Knoller attended the Thelma Yellin high school for performing arts in Tel Aviv. In 1990, when he was 14, he starred in his first TV role on Israeli television. At the age of 18, in 1994, he played a role in the movie Under the Domim Tree with Gila Almagor. After his military service he began to study acting at the Nissan Nativ school of acting in Tel Aviv.

His theatre experience at the Jerusalem Khan Theatre included roles including the lead in "The Miser". He also appeared in the movie Super Boy (1998).
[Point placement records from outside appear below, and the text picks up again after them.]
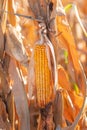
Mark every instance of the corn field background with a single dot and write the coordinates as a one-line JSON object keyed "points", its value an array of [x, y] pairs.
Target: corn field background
{"points": [[43, 65]]}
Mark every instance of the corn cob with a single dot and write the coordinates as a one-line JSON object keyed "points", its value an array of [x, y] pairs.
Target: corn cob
{"points": [[43, 75]]}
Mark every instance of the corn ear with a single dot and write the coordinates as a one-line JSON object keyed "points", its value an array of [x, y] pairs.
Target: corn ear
{"points": [[43, 75]]}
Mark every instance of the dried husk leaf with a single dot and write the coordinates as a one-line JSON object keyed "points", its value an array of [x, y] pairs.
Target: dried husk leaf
{"points": [[4, 88], [11, 109], [14, 45], [38, 8], [4, 124], [1, 43], [69, 109], [4, 6], [63, 78], [11, 17], [67, 42], [20, 97], [59, 109]]}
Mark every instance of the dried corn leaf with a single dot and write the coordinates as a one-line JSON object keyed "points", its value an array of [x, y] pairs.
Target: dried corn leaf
{"points": [[39, 8], [69, 109], [11, 109], [1, 43], [63, 78], [20, 97], [67, 42], [11, 17], [4, 124], [4, 6], [14, 45], [77, 100], [4, 88], [59, 109]]}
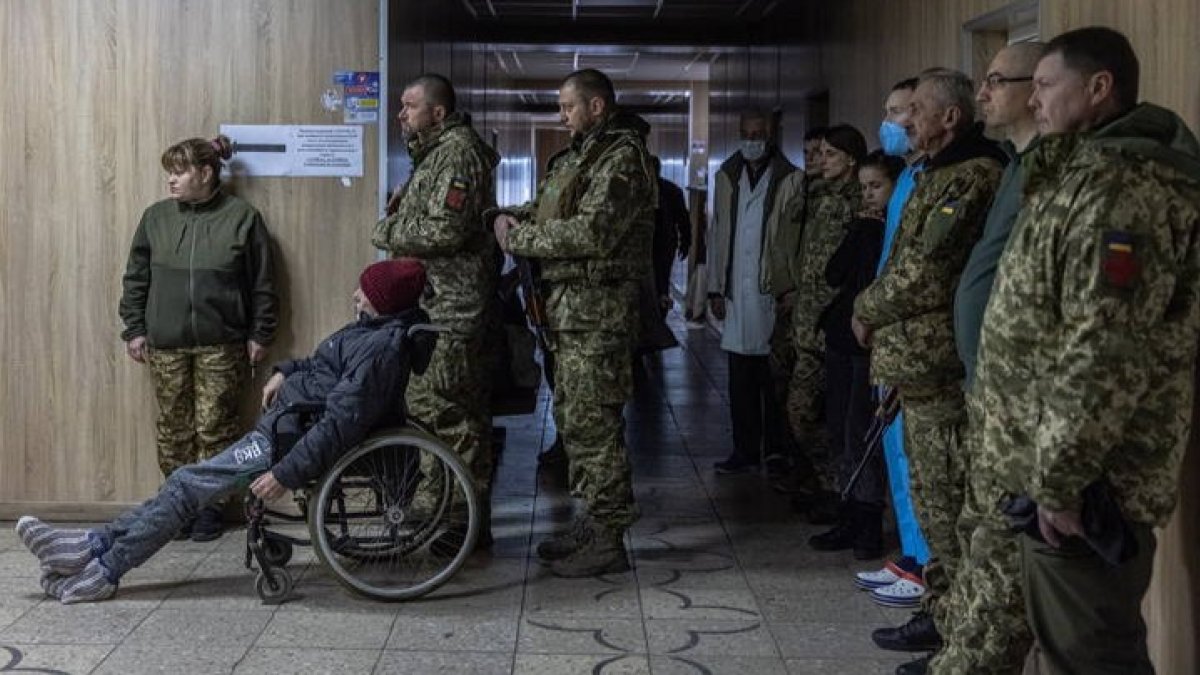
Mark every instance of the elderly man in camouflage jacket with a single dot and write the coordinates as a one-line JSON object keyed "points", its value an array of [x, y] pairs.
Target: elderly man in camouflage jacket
{"points": [[592, 227], [437, 216], [906, 316], [1089, 350]]}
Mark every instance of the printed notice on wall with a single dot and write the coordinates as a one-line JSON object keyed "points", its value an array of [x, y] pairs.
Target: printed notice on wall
{"points": [[295, 149]]}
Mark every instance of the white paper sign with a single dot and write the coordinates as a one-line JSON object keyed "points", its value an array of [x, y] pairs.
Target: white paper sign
{"points": [[297, 149]]}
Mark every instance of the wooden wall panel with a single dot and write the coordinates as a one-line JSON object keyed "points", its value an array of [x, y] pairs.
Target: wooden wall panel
{"points": [[871, 43], [94, 91]]}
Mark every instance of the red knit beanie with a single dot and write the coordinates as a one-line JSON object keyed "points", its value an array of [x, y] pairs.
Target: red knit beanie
{"points": [[393, 286]]}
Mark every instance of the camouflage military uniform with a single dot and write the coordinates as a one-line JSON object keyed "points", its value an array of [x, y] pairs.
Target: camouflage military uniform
{"points": [[821, 221], [910, 310], [592, 227], [198, 390], [1086, 366], [985, 631], [439, 220]]}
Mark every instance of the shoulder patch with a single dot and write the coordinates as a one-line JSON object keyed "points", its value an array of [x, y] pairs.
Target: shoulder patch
{"points": [[456, 195], [1120, 264]]}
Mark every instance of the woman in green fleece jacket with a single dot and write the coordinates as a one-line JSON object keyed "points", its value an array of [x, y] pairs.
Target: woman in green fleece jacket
{"points": [[198, 306]]}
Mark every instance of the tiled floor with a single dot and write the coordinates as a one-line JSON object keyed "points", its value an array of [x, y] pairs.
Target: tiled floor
{"points": [[724, 581]]}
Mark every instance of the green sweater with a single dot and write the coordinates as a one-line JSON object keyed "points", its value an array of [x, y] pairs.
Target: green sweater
{"points": [[199, 275]]}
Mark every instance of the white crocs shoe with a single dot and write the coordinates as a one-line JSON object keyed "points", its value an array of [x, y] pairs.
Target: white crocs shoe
{"points": [[905, 592], [893, 571], [873, 579]]}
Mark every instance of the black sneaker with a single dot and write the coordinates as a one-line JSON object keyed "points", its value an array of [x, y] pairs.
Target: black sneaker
{"points": [[840, 538], [735, 464], [918, 634], [209, 525]]}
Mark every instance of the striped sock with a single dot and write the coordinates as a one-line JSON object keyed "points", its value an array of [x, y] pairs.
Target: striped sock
{"points": [[88, 586], [52, 583], [65, 551]]}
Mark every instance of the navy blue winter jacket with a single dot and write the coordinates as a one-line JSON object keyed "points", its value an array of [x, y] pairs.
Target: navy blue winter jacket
{"points": [[360, 374]]}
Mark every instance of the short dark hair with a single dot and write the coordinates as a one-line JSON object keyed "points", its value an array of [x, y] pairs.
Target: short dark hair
{"points": [[847, 139], [887, 163], [438, 90], [1092, 49], [816, 133], [593, 84]]}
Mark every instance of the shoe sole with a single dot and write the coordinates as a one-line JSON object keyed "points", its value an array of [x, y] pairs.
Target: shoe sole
{"points": [[897, 604], [909, 649]]}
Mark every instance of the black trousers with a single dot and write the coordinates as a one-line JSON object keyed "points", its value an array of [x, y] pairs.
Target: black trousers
{"points": [[757, 416], [849, 411]]}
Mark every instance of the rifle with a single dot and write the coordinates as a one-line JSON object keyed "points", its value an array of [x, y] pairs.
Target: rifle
{"points": [[885, 414], [535, 310]]}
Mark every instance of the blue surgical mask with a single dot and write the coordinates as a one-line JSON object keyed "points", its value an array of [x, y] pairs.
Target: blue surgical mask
{"points": [[893, 138], [754, 150]]}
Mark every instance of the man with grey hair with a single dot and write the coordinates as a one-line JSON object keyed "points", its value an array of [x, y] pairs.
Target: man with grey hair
{"points": [[906, 316], [751, 240], [987, 631]]}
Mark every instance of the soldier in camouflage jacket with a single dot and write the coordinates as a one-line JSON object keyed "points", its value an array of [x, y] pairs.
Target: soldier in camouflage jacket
{"points": [[1089, 352], [592, 228], [438, 219]]}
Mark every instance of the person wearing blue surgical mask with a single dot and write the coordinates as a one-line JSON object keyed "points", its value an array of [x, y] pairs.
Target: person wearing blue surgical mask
{"points": [[750, 237]]}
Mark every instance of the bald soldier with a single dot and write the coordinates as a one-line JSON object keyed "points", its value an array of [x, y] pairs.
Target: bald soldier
{"points": [[437, 217], [592, 228], [1089, 351], [985, 629], [906, 316]]}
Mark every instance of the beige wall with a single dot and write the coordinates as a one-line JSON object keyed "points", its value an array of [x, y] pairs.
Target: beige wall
{"points": [[94, 90], [873, 43]]}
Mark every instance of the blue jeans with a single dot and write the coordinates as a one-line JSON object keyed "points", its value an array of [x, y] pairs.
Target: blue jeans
{"points": [[138, 533]]}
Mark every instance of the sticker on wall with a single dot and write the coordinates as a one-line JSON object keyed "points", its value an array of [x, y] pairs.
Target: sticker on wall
{"points": [[360, 96], [331, 100]]}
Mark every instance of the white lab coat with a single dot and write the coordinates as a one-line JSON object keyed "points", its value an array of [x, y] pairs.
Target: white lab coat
{"points": [[749, 314]]}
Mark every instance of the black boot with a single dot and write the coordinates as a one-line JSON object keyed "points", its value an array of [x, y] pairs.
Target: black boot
{"points": [[918, 667], [868, 531], [843, 535], [918, 634], [564, 543]]}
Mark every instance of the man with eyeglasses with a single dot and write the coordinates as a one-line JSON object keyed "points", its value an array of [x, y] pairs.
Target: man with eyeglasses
{"points": [[985, 631]]}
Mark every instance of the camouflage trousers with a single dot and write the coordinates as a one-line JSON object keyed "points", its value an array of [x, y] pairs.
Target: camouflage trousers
{"points": [[198, 392], [450, 401], [805, 416], [985, 631], [934, 424], [594, 377]]}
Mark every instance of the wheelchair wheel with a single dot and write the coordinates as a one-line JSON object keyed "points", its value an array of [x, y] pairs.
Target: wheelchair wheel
{"points": [[396, 517], [277, 551], [282, 580]]}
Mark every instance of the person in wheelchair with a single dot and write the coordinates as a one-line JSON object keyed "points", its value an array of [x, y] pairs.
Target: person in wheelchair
{"points": [[359, 372]]}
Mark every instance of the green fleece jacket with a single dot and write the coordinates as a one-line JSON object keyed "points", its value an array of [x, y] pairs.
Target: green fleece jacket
{"points": [[199, 275]]}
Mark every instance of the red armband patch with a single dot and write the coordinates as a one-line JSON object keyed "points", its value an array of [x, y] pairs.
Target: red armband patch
{"points": [[456, 195], [1120, 264]]}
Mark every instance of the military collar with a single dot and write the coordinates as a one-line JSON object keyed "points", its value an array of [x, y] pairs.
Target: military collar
{"points": [[209, 204], [420, 144]]}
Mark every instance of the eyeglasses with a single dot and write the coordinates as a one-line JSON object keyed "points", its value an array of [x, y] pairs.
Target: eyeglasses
{"points": [[996, 81]]}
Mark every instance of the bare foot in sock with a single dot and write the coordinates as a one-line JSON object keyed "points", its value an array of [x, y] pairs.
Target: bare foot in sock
{"points": [[90, 585], [65, 551]]}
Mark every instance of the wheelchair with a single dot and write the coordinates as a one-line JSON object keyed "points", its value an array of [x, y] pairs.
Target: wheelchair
{"points": [[395, 518]]}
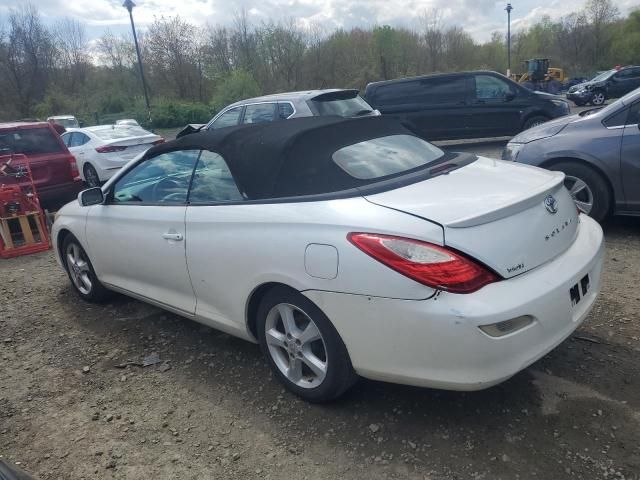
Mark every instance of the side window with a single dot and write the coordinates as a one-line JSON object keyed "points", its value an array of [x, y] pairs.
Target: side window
{"points": [[259, 113], [78, 139], [285, 110], [399, 93], [228, 118], [163, 179], [634, 112], [213, 182], [491, 88], [441, 90]]}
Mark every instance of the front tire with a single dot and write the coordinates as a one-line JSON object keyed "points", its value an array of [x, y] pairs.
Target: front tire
{"points": [[302, 347], [598, 98], [83, 277], [587, 187]]}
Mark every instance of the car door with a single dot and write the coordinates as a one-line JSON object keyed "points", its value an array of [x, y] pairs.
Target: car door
{"points": [[214, 227], [437, 107], [495, 107], [630, 159], [620, 83], [136, 240]]}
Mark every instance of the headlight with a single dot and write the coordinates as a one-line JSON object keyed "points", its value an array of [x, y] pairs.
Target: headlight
{"points": [[562, 104], [511, 151]]}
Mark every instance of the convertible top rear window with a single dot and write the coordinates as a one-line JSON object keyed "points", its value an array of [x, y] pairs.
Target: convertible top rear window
{"points": [[381, 157]]}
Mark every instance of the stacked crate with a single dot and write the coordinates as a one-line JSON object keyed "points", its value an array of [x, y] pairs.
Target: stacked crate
{"points": [[22, 225]]}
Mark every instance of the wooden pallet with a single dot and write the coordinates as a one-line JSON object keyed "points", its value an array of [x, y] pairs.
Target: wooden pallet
{"points": [[23, 234]]}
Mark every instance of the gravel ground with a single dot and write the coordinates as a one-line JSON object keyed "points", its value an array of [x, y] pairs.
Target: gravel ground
{"points": [[75, 401]]}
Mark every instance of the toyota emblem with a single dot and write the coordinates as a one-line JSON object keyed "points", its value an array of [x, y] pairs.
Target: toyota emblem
{"points": [[551, 204]]}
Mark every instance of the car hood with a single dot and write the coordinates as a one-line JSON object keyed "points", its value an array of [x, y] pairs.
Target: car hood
{"points": [[546, 129], [495, 212]]}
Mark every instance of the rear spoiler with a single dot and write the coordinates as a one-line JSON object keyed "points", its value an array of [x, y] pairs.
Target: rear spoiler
{"points": [[190, 128], [337, 95]]}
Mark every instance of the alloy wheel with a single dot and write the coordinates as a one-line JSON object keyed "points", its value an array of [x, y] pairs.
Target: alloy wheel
{"points": [[78, 267], [580, 192], [296, 345], [598, 98]]}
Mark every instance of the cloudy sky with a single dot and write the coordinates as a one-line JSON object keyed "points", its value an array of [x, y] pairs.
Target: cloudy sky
{"points": [[479, 17]]}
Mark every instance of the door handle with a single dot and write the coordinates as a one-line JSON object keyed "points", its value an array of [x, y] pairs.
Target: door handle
{"points": [[173, 236]]}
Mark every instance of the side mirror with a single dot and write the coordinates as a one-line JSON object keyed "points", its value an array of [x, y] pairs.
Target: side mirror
{"points": [[91, 196]]}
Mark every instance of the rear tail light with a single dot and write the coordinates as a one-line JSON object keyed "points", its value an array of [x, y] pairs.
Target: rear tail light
{"points": [[73, 164], [426, 263], [110, 149]]}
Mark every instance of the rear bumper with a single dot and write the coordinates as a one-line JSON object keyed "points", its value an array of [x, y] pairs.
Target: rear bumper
{"points": [[437, 342]]}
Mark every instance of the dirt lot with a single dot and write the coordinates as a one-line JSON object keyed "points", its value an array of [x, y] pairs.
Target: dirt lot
{"points": [[211, 409]]}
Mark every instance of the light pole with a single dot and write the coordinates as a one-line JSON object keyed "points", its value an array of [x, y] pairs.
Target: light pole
{"points": [[508, 9], [128, 4]]}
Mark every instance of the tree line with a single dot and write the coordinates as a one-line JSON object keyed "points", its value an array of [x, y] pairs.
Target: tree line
{"points": [[193, 71]]}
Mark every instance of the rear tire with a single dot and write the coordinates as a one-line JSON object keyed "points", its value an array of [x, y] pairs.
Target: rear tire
{"points": [[587, 187], [302, 347], [91, 177], [534, 122], [83, 277]]}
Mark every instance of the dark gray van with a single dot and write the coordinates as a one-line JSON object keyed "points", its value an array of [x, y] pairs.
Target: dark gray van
{"points": [[464, 105]]}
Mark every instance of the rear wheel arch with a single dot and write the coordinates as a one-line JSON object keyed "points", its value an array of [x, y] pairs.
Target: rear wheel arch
{"points": [[253, 303], [549, 164]]}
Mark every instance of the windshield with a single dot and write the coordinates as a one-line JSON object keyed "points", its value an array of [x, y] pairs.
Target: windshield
{"points": [[120, 131], [347, 107], [384, 156], [603, 76]]}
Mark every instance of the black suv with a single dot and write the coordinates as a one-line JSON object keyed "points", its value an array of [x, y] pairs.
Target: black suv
{"points": [[609, 84], [464, 105]]}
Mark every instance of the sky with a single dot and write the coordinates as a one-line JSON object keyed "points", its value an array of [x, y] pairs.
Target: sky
{"points": [[478, 17]]}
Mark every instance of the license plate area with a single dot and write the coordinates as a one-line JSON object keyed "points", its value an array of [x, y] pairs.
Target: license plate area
{"points": [[579, 290]]}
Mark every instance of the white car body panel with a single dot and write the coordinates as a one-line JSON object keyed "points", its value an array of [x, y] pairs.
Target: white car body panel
{"points": [[395, 329], [108, 164], [492, 199]]}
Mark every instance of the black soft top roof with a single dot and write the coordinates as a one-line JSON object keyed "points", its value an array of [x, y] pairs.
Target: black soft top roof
{"points": [[289, 158]]}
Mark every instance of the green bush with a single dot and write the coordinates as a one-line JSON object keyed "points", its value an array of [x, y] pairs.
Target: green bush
{"points": [[238, 85]]}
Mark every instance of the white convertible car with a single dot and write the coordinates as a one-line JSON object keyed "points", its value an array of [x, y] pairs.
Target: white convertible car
{"points": [[345, 248]]}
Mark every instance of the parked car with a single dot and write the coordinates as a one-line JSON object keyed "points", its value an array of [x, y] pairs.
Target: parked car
{"points": [[67, 121], [609, 84], [103, 150], [567, 84], [54, 169], [344, 247], [464, 105], [283, 106], [598, 150], [128, 121]]}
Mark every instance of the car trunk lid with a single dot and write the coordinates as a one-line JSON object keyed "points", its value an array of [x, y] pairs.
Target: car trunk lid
{"points": [[510, 217]]}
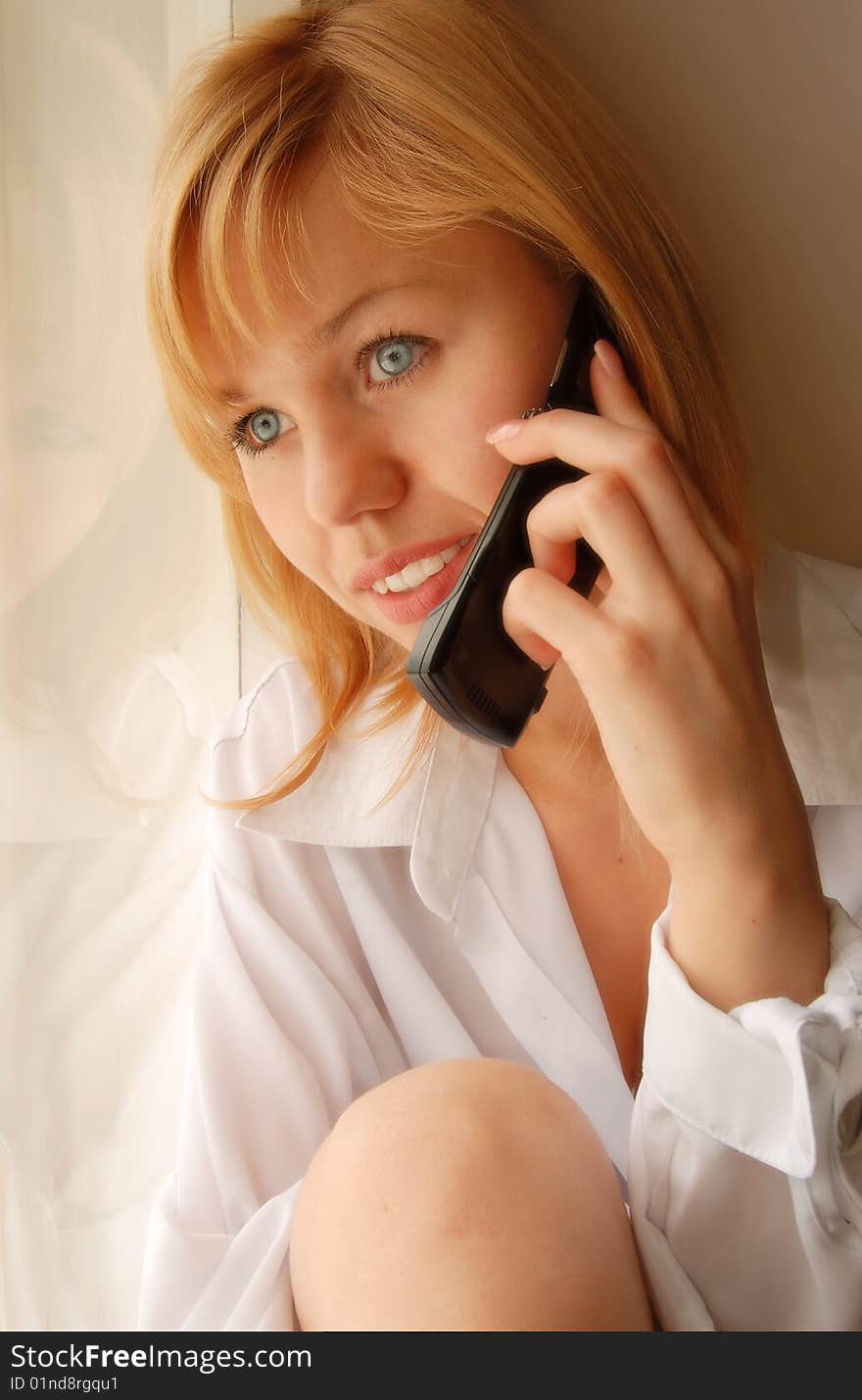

From 2008 to 2012 he starred in the television series Srugim as Doctor Nati Brenner.

==Filmography==
- 1994: Under the Domim Tree - Yurek
- 2002: Yossi & Jagger - Yossi
- 2003: Knafayim (TV Mini-Series) - Ido Geva
- 2004: Year Zero - Bank Clerk
- 2004: Delusions - Avi
- 2004: Love Hurts (TV Series) - Eddy
- 2005: Bruno's in Love (TV Movie) - Asaf Bruno
- 2005: Munich - Commando
- 2006: The Bubble - Noam
- 2007: Beaufort - Lieutenant Ziv Faran, bomb disposal officer
- 2007: Redacted - Army Psychiatrist
- 2008: Til the Wedding (TV Series) - Nimrod Maliniak
- 2008: Srugim (TV Series) - Nati Brenner, MD
- 2008: Ha'yom Shel Adam (Short) - Yoav
- 2008: Halakeh - Yoni
- 2010: Who do you think you are? (TV Mini-Series)
- 2011: Barefoot (TV Mini-Series)
- 2011: Anachnu Lo Levad - Eddy
- 2012: Yossi - Yossi
- 2012: Urban Tale - Man in jail cell
- 2015: A Tale of Love and Darkness - Israel Zarchi
- 2017: Bayit Bagalil
- 2017: McMafia (TV Series) - Yariv Ableman
- 2018: Operation Finale - Ephraim Ilani
- 2019: The Operative - Stefan
- 2020: Valley of Tears - Colonel Meir Almogi
- 2022/2023: Sleepers (TV series) - Moshe
- 2023: Golda - Ariel Sharon
- 2025: Bloody Murray

==Awards==
In 2003, Knoller won the Tribeca Award as best male actor for his role in Yossi & Jagger.